Perhaps this isn’t apparent to new folks, but we have narrowed our focus quite a bit over the years. We once has installer support for: FreeBSD, Mandriva, SuSE, Fedora, Solaris, and the beginnings of support for Gentoo. That proved unworkable for me to maintain alone (I’m the only person that works on installer and packaging for Virtualmin). And, it turned out that 95% of our sales were to CentOS, Ubuntu, and Debian users (in that order), so we couldn’t possibly ever expect to be able to outsource some of that work, because it brought in so little money, and I couldn’t afford to keep devoting so much time to it on my own. Some of those may find their way back in, but we’ll need to figure out how to pay for it, if we do.

That’s also part of my desire in this conversation. Let’s find some features, options, etc. we can kill off from Virtualmin. The surface area for bugs, regressions, and confusion is very very high with such large software. So, we all win if we kill off things that no one is using any more. My biggest concern with Authentic I think is that it already has so many options! Hopefully, I can convince Ilia to reduce the options going forward. Configurable is good, but sometimes it’s just overkill, and there is technical debt in maintaining those options.

“And someday, when you take Paypal or Google Wallet (or bitcoins even, just anything that doesn’t expose my credit card or bank account numbers), I hope to be able to say something similar about your Pro products.”

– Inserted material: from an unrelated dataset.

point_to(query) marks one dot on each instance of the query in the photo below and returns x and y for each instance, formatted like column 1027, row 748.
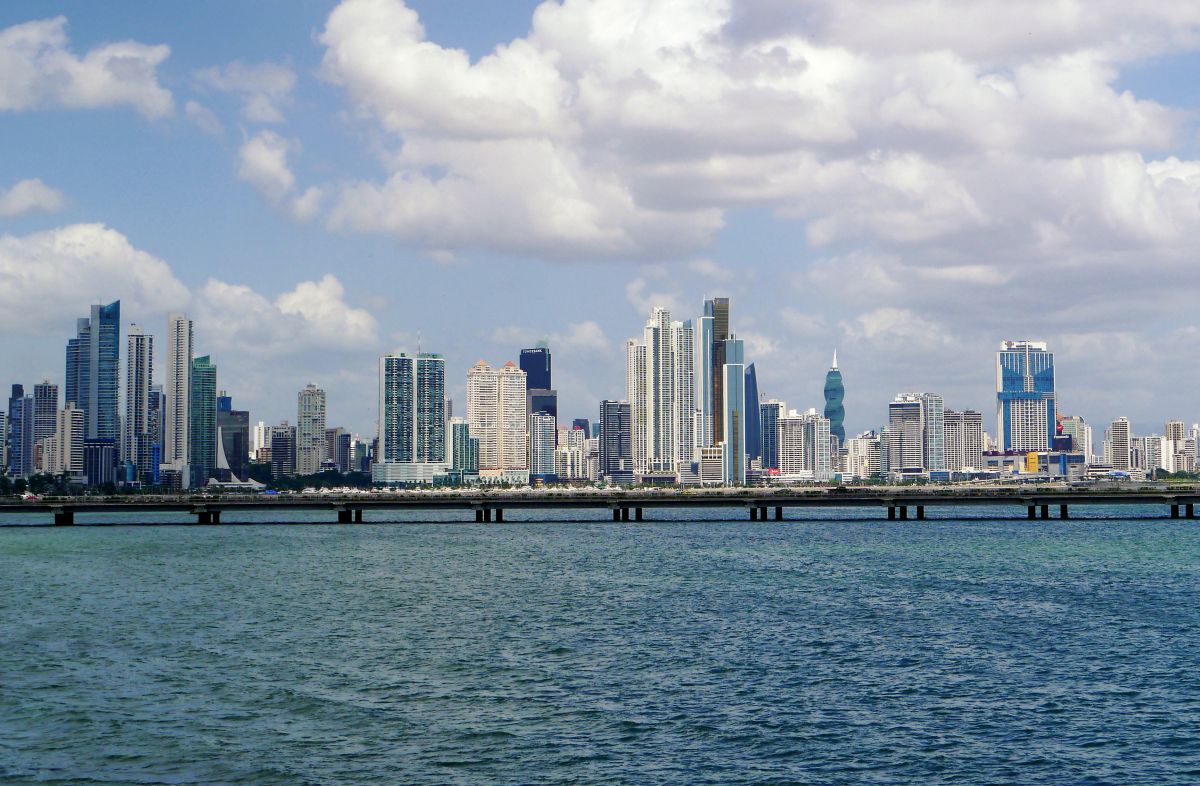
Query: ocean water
column 844, row 649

We’ll be turning on PayPal payments again soon. But, I did want to mention: We never see your credit card data. At all.

Our payment processor is Braintree (a subsidiary of PayPal), and we use what is called their “drop-in payment UI”. It puts a frame on our page, loads their form (over SSL), and sends the card data directly to Braintree servers. They return a token for us to bill recurring orders, and the last four digits of the card, so it can be identified in the list of “Stored Cards”. It does not pass through our system, at all, and the only company you have to trust in that exchange is Braintree/PayPal.

I wish the payment drop in were more clear about that; it looks like it’s part of our site (which I guess is neat, but it also makes people think they have to trust us to store their card, which is not the case).

So, if you trust PayPal with your billing details, you can also trust the drop-in payment method from Braintree that is on our site. You can read more about that here: https://www.braintreepayments.com/features/drop-in

Note that this is one of the kinds of payment method that does not require external PCI compliance testing, because no card data is handled by our servers (just like PayPal’s redirect method does not require external compliance testing).

Anyway, you’re not alone in wanting PayPal payments to come back. It’ll happen, as soon as possible.